In terms of gasoline, the EIA reported a draw of 2.8 million barrels for the week ending February 23. Gasoline production averaged 9.4 million barrels per day (bpd) during that week. This draw is in contrast to the previous week’s decline of 300,000 barrels, when production averaged 9 million bpd. As for middle distillates, the EIA reported a decline of 500,000 barrels in inventories for the week ending February 23, with production averaging 4.3 million barrels per day. This is compared to the prior week’s draw of 4 million barrels, when production averaged 4.2 million bpd.

Despite the decline in crude oil prices, there was some positive news for the market. Reports emerged on Tuesday that OPEC+ would extend its production cuts until the end of the year. This move, while expected, could provide some support to oil prices. OPEC+ members collectively agreed to cut 2.2 million bpd from their production this quarter, with a significant portion of that already in effect due to Saudi Arabia’s voluntary cut of 1 million bpd, which began in mid-2023.
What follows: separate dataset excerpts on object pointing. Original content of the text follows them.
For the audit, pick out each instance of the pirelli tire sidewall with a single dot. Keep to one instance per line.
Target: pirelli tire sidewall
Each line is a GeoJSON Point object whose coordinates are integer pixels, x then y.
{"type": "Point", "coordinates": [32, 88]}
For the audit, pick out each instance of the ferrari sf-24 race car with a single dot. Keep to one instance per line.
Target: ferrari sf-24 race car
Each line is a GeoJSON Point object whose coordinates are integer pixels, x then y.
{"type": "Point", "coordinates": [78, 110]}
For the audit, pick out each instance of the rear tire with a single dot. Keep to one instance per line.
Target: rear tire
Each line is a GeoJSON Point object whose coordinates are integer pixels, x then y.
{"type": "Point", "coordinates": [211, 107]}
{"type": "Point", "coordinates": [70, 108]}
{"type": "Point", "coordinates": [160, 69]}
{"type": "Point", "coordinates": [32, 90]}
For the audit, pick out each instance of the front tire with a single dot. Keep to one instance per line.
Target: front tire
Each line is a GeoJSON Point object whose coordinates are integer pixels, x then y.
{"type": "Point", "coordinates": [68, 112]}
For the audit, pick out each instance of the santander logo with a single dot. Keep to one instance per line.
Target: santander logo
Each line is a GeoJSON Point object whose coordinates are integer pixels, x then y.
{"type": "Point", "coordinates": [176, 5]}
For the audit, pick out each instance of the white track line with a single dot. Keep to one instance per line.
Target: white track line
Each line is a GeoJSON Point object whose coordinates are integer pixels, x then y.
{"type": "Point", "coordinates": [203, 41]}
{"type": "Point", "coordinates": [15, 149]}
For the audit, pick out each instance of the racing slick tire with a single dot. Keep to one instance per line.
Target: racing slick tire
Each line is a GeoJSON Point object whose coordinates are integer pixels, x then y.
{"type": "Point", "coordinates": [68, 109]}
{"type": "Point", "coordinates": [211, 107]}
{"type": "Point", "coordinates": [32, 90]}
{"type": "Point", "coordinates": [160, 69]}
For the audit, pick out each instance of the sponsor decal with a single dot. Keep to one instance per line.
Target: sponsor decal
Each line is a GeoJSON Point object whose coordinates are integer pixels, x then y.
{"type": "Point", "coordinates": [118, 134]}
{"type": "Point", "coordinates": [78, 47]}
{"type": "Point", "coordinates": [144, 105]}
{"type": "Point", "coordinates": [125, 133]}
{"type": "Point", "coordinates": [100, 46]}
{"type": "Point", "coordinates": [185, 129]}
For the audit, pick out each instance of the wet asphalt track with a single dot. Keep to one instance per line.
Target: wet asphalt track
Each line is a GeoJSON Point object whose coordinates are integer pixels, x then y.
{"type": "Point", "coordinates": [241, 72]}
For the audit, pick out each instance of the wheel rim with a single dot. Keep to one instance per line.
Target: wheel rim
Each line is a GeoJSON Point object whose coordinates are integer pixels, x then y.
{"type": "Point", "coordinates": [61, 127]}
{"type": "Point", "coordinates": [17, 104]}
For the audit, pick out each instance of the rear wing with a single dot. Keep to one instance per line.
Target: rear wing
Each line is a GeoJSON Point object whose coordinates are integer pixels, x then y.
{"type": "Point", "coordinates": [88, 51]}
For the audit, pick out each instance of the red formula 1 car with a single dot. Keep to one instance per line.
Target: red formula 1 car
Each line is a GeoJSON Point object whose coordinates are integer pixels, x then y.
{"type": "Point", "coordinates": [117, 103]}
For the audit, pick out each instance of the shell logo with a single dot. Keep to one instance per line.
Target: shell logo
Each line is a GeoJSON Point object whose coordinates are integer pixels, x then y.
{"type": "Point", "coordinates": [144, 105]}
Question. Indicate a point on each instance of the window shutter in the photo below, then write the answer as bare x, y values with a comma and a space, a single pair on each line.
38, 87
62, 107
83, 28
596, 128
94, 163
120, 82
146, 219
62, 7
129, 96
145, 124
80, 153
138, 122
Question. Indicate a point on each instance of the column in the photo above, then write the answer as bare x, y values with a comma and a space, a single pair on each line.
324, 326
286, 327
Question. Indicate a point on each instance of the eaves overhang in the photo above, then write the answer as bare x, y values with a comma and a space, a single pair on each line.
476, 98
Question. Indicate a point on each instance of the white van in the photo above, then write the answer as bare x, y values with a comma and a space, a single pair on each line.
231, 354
However, on the same day, the American Petroleum Institute (API) released its own report on estimated oil inventories for the week ending February 23, which offset the positive effect of the expected OPEC+ cuts. The API reported a substantial build of 8.43 million barrels, contrary to expectations of a draw. This unexpected increase in inventories is likely to reverse the direction of oil prices, as the market remains highly sensitive to U.S. crude oil inventory updates.

As of the time of writing, Brent crude was trading at $84.15 per barrel, while West Texas Intermediate was priced at $79.31 per barrel, both showing an increase from the opening prices.

In conclusion, the EIA’s report on crude oil inventories, along with the API’s unexpected build, have led to a decline in oil prices. However, the potential extension of OPEC+ production cuts could provide some support to prices in the future. The market will continue to closely monitor U.S. crude oil inventory updates for further insights into price movements.